Karar taslağında BMGK, Şam'ın hesap verebilirlik için bir soruşturma komitesi kurmakla başlayarak attığı adımlara övgüde bulundu. Taslakta eski rejim taraftarlarının azınlıkları destekleme kılıfı altında yapmak istedikleri gibi Suriye'ye yönelik herhangi bir uluslararası müdahale iması ya da tehdidi yer almadı.

BM İnsan Hakları Yüksek Komiseri Volker Türk, daha önce yaptığı bir açıklamada, Suriye’nin kıyı şehirlerinde işlenen tüm suçlar için hesap verilebilirlik çağrısında bulunmuş ve Suriye geçici yönetimi yetkilileri tarafından bağımsız bir soruşturma komitesi kurulmasına yönelik yapılan açıklamayı memnuniyetle karşılamıştı. Türk, soruşturmaların hızlı, kapsamlı, bağımsız ve tarafsız bir şekilde yürütülmesi gerektiğini de vurguladı.

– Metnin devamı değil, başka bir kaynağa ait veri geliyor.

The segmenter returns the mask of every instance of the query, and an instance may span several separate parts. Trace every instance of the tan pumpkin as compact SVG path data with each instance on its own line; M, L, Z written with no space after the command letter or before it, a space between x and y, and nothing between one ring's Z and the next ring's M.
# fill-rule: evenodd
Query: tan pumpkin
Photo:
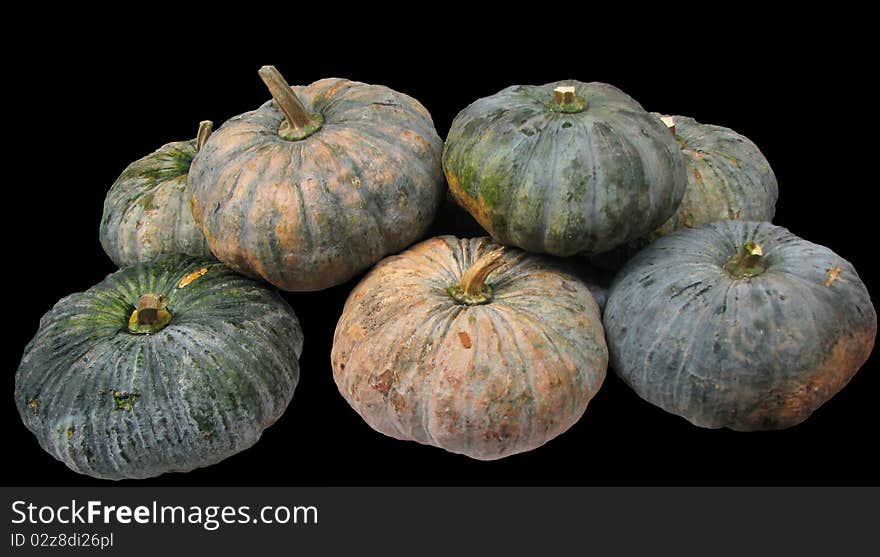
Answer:
M428 111L380 85L290 87L218 129L193 161L192 212L211 251L284 290L340 284L422 237L445 190Z
M441 236L355 287L331 360L340 392L377 431L490 460L577 422L608 350L593 296L562 263Z

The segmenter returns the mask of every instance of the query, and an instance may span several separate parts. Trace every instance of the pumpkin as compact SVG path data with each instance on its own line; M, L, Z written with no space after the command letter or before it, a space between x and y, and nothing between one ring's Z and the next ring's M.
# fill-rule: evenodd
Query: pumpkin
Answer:
M640 249L679 228L718 220L770 222L776 213L776 176L757 145L730 128L653 114L681 146L688 171L684 197L675 214L650 234L590 257L600 268L619 270Z
M260 75L274 100L226 122L190 170L217 258L284 290L320 290L418 240L445 189L427 110L380 85Z
M196 139L175 141L131 163L107 192L101 218L104 251L119 267L179 253L212 257L192 218L187 174L211 134L199 124Z
M707 427L805 420L867 360L877 314L853 266L765 222L682 229L639 252L605 307L611 366Z
M247 449L281 416L302 340L274 289L216 261L167 256L44 315L15 401L40 446L76 472L186 472Z
M648 240L717 220L773 220L779 187L757 145L723 126L686 116L654 116L675 136L688 172L681 204Z
M458 202L495 238L536 253L598 253L678 207L687 178L666 127L619 89L517 85L462 110L443 169Z
M490 460L571 427L608 353L593 296L561 264L441 236L382 260L354 288L331 362L375 430Z

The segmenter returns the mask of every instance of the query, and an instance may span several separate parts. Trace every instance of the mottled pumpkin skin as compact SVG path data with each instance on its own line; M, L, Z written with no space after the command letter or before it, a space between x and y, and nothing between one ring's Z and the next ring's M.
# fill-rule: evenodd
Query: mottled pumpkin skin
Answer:
M129 316L147 292L167 296L171 322L131 334ZM216 261L160 258L44 315L16 373L15 402L40 446L76 472L185 472L259 439L293 396L301 351L297 318L274 290Z
M510 249L489 275L489 303L460 305L447 292L497 247L432 238L384 259L352 291L333 376L377 431L489 460L543 445L583 415L608 361L583 283Z
M131 163L104 200L101 246L119 267L169 254L213 258L190 211L196 142L177 141Z
M688 170L687 187L675 214L648 239L718 220L771 222L779 187L758 146L730 128L686 116L672 119Z
M422 236L444 193L443 143L427 110L387 87L334 78L293 90L323 127L283 139L275 101L227 121L193 161L192 209L232 268L320 290Z
M653 113L657 118L660 114ZM779 187L758 146L730 128L672 116L675 139L687 167L687 187L675 214L650 234L590 261L619 270L638 251L664 234L719 220L771 222Z
M766 270L723 265L748 241ZM839 274L837 274L839 273ZM769 223L719 221L642 250L611 285L611 366L645 400L708 428L805 420L867 360L877 315L855 269Z
M560 85L574 86L586 110L552 110ZM664 124L611 85L573 80L508 87L462 110L443 168L458 202L497 241L562 256L651 232L687 182Z

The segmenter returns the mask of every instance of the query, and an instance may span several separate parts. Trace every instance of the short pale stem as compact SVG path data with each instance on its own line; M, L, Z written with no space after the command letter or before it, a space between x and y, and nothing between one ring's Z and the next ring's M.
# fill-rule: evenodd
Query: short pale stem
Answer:
M298 129L315 125L299 97L296 96L287 80L275 66L263 66L260 68L259 74L291 128Z
M165 301L158 294L144 294L138 299L138 325L155 325L159 322L159 310L164 309Z
M128 332L136 335L149 335L161 331L171 323L171 312L166 307L167 299L152 292L138 298L137 307L128 318Z
M574 87L563 85L553 90L553 101L556 104L571 104L575 99Z
M468 267L461 277L461 289L466 296L479 296L484 293L489 274L500 267L504 261L504 248L490 251Z
M761 249L759 244L755 242L746 242L743 246L743 253L745 257L743 258L743 264L748 266L757 265L761 261L761 257L764 256L764 250Z
M553 89L553 102L550 110L554 112L575 113L587 109L587 101L579 97L573 85L559 85Z
M666 124L666 127L669 128L672 135L675 135L675 118L672 116L661 116L660 121Z
M724 269L739 278L760 275L766 270L764 250L760 244L750 240L743 245L738 253L727 260Z
M208 141L208 137L211 136L213 130L214 122L210 120L202 120L199 122L199 131L196 133L196 151L202 150L202 146L205 145L205 141Z

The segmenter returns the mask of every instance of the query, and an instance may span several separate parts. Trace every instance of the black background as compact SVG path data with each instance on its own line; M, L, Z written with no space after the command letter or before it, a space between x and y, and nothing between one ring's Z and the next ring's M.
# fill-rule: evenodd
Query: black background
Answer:
M329 17L329 16L328 16ZM244 13L242 14L244 19ZM558 24L565 23L557 14ZM272 23L270 26L269 24ZM775 222L829 246L868 290L876 264L873 90L859 65L866 45L827 29L781 36L773 26L720 30L673 21L602 37L577 27L535 36L535 26L484 33L466 19L431 30L400 25L325 27L273 41L227 22L208 31L108 25L46 33L20 45L6 70L18 98L6 110L3 441L8 482L106 484L44 453L13 404L14 371L39 317L62 296L114 271L98 243L104 195L131 161L219 125L269 95L257 76L275 64L291 83L346 77L419 99L441 137L473 100L516 83L565 78L616 85L646 109L729 126L757 143L780 185ZM316 24L316 27L320 27ZM271 29L271 30L270 30ZM835 24L837 33L847 29ZM697 32L699 31L699 32ZM51 37L51 38L48 38ZM201 37L201 38L200 38ZM43 53L48 52L49 55ZM857 68L857 69L853 69ZM805 423L785 431L703 430L643 402L613 374L583 419L544 447L479 462L373 432L338 394L329 353L356 281L289 293L306 342L302 378L286 414L250 450L210 468L137 485L327 484L866 484L880 480L875 355Z

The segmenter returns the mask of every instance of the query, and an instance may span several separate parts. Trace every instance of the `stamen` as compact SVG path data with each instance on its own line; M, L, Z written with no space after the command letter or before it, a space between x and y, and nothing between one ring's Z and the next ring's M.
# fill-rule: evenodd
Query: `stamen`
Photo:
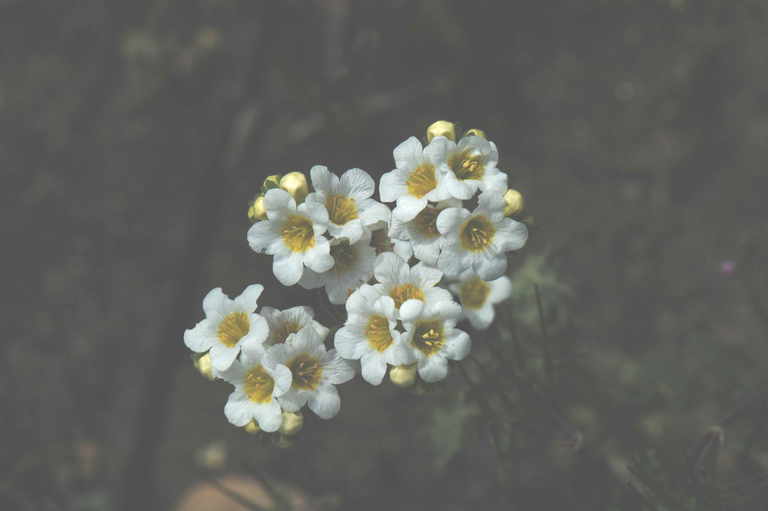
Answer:
M365 326L365 338L376 351L385 351L392 344L389 321L384 316L371 316Z
M417 199L421 199L437 186L435 166L431 163L419 165L408 176L405 184L408 187L408 193Z
M275 380L266 369L259 364L250 369L245 375L245 394L254 403L269 403L272 401L272 391L275 388Z
M285 245L292 252L306 252L315 246L315 232L312 221L303 215L291 215L280 231Z
M248 334L251 324L245 312L230 312L219 323L216 335L224 346L229 348L236 345Z
M389 290L389 296L395 301L398 309L406 300L424 300L424 291L413 284L398 284Z
M485 174L485 165L482 160L482 155L473 154L472 150L467 149L450 156L448 158L448 166L451 167L456 177L462 181L465 179L480 180Z
M459 230L461 246L471 252L485 250L492 242L496 228L484 216L470 217Z
M325 199L328 218L336 225L344 225L357 218L357 204L354 199L343 195L329 195Z
M293 375L293 387L299 390L315 390L323 376L320 361L306 353L296 355L287 364Z
M480 277L472 277L461 284L459 298L461 304L468 309L479 309L488 299L491 286Z
M437 319L417 322L411 344L428 357L440 351L445 344L443 322Z

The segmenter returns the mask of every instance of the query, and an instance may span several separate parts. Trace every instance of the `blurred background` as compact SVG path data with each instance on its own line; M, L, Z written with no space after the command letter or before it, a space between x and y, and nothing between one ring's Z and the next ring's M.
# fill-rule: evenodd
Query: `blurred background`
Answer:
M764 509L767 15L1 0L0 508ZM357 379L290 445L228 424L182 342L209 289L340 321L249 249L264 177L378 178L437 119L526 198L476 362Z

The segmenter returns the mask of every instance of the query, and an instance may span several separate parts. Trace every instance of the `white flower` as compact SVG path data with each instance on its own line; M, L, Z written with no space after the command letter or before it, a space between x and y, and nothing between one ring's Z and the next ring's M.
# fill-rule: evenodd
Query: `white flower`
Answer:
M275 363L263 345L243 346L240 360L220 376L235 386L224 406L229 422L242 427L255 420L267 432L280 428L283 410L277 398L291 388L291 371Z
M400 308L400 315L405 326L403 337L425 382L442 380L448 374L448 360L462 360L469 354L469 335L455 328L461 317L457 303L408 300Z
M477 208L448 208L437 217L437 230L445 235L437 267L449 278L472 269L483 280L501 277L507 270L506 252L525 245L525 224L504 216L504 197L496 190L480 194Z
M424 263L410 267L394 252L379 254L373 273L379 282L376 289L382 295L392 298L396 310L410 299L424 302L452 301L450 292L435 287L443 278L443 272Z
M212 289L203 299L205 319L184 332L184 344L197 353L210 350L213 368L227 369L246 342L260 344L267 338L267 322L255 314L262 291L264 286L252 284L232 300L220 287Z
M448 139L435 137L422 148L416 137L401 143L393 151L395 169L381 176L379 194L382 202L397 201L392 215L403 222L413 219L427 206L449 195L443 186Z
M274 188L264 196L264 207L267 220L251 226L248 243L274 256L272 270L281 284L296 284L305 265L318 273L331 269L330 246L322 236L328 228L325 206L304 202L297 208L288 192Z
M305 289L325 286L331 303L342 304L360 284L373 277L376 249L371 246L371 233L365 231L357 243L346 239L331 241L333 268L325 273L306 270L299 281Z
M347 321L336 332L334 344L342 357L360 360L365 381L379 385L387 364L414 362L396 326L395 301L381 289L364 284L347 300Z
M457 199L466 200L475 192L507 189L507 175L496 168L499 152L496 144L484 137L468 135L458 144L447 140L445 189Z
M341 400L335 385L355 375L349 363L336 350L326 351L323 338L313 328L302 328L285 343L273 346L267 358L284 364L293 376L290 390L279 398L289 412L305 404L323 419L339 413Z
M315 191L306 202L325 207L328 232L334 238L355 243L366 229L389 221L389 208L371 198L376 184L364 170L349 169L339 179L327 167L315 165L310 176Z
M311 326L320 334L322 339L328 336L328 329L315 321L311 307L297 306L290 309L278 310L272 307L263 307L261 315L267 320L269 334L264 341L266 346L282 344L288 338L299 332L306 326Z
M462 273L459 281L450 287L459 297L464 316L480 330L485 330L493 322L493 304L506 300L512 294L512 282L506 275L486 282L472 270Z
M444 209L451 207L461 207L461 201L449 199L434 206L428 205L408 222L393 217L389 236L395 245L395 253L406 261L413 254L423 263L437 265L437 258L444 243L444 237L437 230L437 216ZM404 241L408 242L407 245Z

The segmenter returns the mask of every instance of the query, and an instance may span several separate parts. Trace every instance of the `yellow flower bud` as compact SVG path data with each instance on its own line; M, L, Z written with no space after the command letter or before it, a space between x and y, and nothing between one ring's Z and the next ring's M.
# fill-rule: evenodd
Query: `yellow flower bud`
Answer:
M265 218L267 218L267 210L264 207L264 196L259 195L253 202L251 202L251 205L248 206L248 219L251 222L258 222Z
M477 128L472 128L471 130L467 130L467 132L464 133L465 137L470 137L470 136L473 136L473 135L476 136L476 137L487 138L485 136L485 132L483 130L479 130Z
M309 193L307 177L301 172L289 172L280 178L280 188L290 193L296 204L304 202Z
M280 174L272 174L267 176L263 183L261 183L261 194L264 195L272 188L280 188Z
M283 412L280 433L285 436L292 436L301 431L302 426L304 426L304 416L301 412Z
M256 424L256 421L251 421L245 426L243 426L243 429L246 431L246 433L250 433L252 435L255 435L259 431L261 431L261 428L258 424Z
M193 355L192 363L200 374L209 380L213 380L213 365L211 364L210 353L206 352L202 355Z
M520 213L523 210L524 201L523 194L517 190L510 188L504 194L504 214L506 216L512 216Z
M393 367L389 370L389 379L398 387L410 387L416 383L416 364Z
M427 126L427 142L435 137L445 137L456 140L456 126L451 121L435 121Z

BM yetkilisi, bu tür korkunç ihlallerin ve istismarların tekrarlanmamasının sağlanması için silahlı grupların incelenmesi ve devletin askeri kurumlarına entegre edilmesi sürecinin, ülkenin uluslararası insan hakları ve insancıl hukuk kapsamındaki yükümlülükleriyle uyumlu olması ve Suriye'de geçmişte ya da yakın zamanda meydana gelen insan hakları ihlallerine karışan herkesin hesap vermesi için kesinlikle bir gereklilik olduğunu söyledi.